Free Trade Deals Give Singapore Insurance

Nov. 17, 2006
We cannot eat disk drives, says Prime Minister.

Singapore's decision to sign a plethora of free trade agreements gives the tiny city-state an insurance should the global trading system flounder, Prime Minister Lee Hsien Loong said Nov. 17.

Lee told a business conference on the sidelines of an Asia Pacific summit in Vietnam that the wealthy but natural resources-starved nation "cannot eat the disk drives" churned out by its electronics industry. "The benefits to us of a free trade agreement (FTA) is that it assures us of our trading links with very important trading partners," said Lee, who is also the finance minister.

Singapore's foreign trade is three times its gross domestic product, possibly the highest proportion in the world, the premier said. "Without the foreign trade we will be dead.
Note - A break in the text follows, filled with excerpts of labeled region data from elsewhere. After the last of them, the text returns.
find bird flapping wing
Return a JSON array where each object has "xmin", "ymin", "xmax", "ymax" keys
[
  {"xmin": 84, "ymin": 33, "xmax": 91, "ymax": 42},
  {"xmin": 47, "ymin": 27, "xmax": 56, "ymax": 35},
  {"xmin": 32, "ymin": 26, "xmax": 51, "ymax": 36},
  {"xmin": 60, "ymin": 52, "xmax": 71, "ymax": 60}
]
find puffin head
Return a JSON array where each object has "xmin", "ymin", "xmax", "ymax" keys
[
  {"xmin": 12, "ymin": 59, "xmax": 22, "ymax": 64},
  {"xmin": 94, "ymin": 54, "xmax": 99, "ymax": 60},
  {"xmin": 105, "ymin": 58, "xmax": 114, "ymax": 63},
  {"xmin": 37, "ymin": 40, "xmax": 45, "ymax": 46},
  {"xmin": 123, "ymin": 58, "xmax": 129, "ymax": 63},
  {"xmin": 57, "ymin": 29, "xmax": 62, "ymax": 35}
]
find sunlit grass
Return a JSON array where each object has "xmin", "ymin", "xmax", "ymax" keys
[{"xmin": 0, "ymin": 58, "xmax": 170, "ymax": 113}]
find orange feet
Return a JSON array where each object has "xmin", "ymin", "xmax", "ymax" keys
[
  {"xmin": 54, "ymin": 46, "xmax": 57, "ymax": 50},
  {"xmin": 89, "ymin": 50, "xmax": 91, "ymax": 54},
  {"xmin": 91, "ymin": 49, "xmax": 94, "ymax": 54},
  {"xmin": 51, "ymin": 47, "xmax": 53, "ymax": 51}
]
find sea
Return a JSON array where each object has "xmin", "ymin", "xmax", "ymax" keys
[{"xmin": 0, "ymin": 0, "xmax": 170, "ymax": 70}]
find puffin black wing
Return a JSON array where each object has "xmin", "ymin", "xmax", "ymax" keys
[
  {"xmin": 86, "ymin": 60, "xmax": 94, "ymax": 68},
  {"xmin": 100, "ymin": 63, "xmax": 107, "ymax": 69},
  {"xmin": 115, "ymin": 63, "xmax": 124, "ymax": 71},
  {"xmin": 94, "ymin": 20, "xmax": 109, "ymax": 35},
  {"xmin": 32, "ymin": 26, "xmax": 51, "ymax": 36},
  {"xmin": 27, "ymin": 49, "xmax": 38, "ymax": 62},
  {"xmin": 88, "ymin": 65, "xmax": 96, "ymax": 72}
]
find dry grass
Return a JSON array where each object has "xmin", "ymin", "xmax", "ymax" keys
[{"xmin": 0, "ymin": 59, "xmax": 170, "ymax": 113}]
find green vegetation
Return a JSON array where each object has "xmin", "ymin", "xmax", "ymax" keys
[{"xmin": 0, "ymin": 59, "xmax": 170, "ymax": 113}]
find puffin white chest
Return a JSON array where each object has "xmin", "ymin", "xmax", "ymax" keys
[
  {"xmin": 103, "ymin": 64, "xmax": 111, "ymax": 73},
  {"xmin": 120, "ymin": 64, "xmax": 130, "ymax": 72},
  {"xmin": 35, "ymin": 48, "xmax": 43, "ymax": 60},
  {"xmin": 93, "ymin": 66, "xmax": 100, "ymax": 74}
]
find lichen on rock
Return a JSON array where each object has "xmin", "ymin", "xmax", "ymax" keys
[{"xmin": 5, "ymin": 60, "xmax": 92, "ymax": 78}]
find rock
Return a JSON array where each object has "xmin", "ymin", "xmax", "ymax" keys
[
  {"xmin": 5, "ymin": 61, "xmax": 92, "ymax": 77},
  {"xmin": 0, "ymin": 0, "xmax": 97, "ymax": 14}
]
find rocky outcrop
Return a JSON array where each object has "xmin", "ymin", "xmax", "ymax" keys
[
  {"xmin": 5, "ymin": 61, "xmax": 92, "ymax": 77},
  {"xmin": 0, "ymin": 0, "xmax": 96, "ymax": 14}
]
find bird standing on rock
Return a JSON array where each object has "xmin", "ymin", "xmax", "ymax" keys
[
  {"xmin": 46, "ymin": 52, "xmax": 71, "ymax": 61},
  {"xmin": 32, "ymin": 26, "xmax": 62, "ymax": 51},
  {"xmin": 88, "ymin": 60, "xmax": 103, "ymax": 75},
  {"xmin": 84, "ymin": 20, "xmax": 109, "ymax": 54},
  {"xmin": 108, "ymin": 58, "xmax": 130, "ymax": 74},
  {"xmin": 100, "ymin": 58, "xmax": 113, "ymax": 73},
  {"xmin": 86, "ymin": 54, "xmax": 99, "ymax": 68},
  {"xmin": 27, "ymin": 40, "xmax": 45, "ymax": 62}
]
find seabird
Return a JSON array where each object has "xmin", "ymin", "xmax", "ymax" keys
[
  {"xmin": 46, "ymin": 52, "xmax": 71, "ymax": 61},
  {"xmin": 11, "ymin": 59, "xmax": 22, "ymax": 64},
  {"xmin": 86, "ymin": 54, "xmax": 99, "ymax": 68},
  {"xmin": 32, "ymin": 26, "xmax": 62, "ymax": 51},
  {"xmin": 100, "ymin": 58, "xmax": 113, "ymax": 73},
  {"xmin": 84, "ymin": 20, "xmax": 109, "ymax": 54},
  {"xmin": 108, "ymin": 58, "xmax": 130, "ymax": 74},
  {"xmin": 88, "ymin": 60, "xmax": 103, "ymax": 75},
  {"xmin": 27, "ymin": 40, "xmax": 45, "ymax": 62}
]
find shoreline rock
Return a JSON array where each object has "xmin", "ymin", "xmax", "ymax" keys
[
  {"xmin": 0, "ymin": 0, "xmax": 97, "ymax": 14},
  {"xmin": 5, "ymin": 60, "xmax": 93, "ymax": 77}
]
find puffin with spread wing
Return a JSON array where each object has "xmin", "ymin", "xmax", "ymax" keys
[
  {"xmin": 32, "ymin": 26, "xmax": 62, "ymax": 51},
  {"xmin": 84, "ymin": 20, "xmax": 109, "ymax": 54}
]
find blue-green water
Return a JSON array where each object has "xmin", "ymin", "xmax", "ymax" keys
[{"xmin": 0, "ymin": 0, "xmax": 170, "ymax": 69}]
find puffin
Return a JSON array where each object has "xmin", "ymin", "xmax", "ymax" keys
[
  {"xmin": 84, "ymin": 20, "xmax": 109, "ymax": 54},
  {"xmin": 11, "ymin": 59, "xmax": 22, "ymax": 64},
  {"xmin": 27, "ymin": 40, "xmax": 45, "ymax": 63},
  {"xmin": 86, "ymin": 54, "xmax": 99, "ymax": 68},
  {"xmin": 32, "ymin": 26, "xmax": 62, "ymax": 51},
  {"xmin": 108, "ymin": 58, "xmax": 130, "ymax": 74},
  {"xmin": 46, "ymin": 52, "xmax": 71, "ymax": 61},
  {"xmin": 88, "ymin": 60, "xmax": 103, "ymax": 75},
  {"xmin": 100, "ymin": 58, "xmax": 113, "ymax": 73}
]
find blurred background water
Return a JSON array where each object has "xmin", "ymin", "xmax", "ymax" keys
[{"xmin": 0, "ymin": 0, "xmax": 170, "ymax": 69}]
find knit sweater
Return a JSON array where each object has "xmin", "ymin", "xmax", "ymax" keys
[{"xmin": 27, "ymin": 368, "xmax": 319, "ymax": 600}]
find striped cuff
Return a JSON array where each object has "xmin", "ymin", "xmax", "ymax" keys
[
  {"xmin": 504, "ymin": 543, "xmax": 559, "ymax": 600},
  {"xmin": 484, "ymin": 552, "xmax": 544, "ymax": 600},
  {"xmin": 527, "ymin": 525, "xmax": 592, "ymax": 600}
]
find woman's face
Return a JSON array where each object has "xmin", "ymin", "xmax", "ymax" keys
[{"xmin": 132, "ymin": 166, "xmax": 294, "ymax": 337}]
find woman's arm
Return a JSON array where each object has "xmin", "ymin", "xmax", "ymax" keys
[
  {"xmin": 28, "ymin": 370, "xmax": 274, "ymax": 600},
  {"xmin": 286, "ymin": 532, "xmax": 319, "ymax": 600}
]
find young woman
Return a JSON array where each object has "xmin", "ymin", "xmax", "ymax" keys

We cannot plant our own vegetables, we cannot grow our own rice," he said.

The island-republic has signed a network of FTAs with the U.S. Japan, Australia, South Korea, New Zealand and other countries in the Middle East and Latin America. It is negotiating similar pacts with Bahrain, Canada, China, Egypt, Mexico, Pakistan, Peru, Sri Lanka, Kuwait, Qatar and the United Arab Emirates, according to the trade ministry.

Singapore is also part of sub-regional FTAs being negotiated by the Association of Southeast Asian Nations with China, India, Japan and South Korea.

With the current round of global trade talks in limbo, "we need to buy insurance and the way we buy insurance is to negotiate bilateral free trade agreements with our major trading partners," Lee said. "In case the world trading system runs into trouble, I have my access into these markets assured by a bilateral agreement."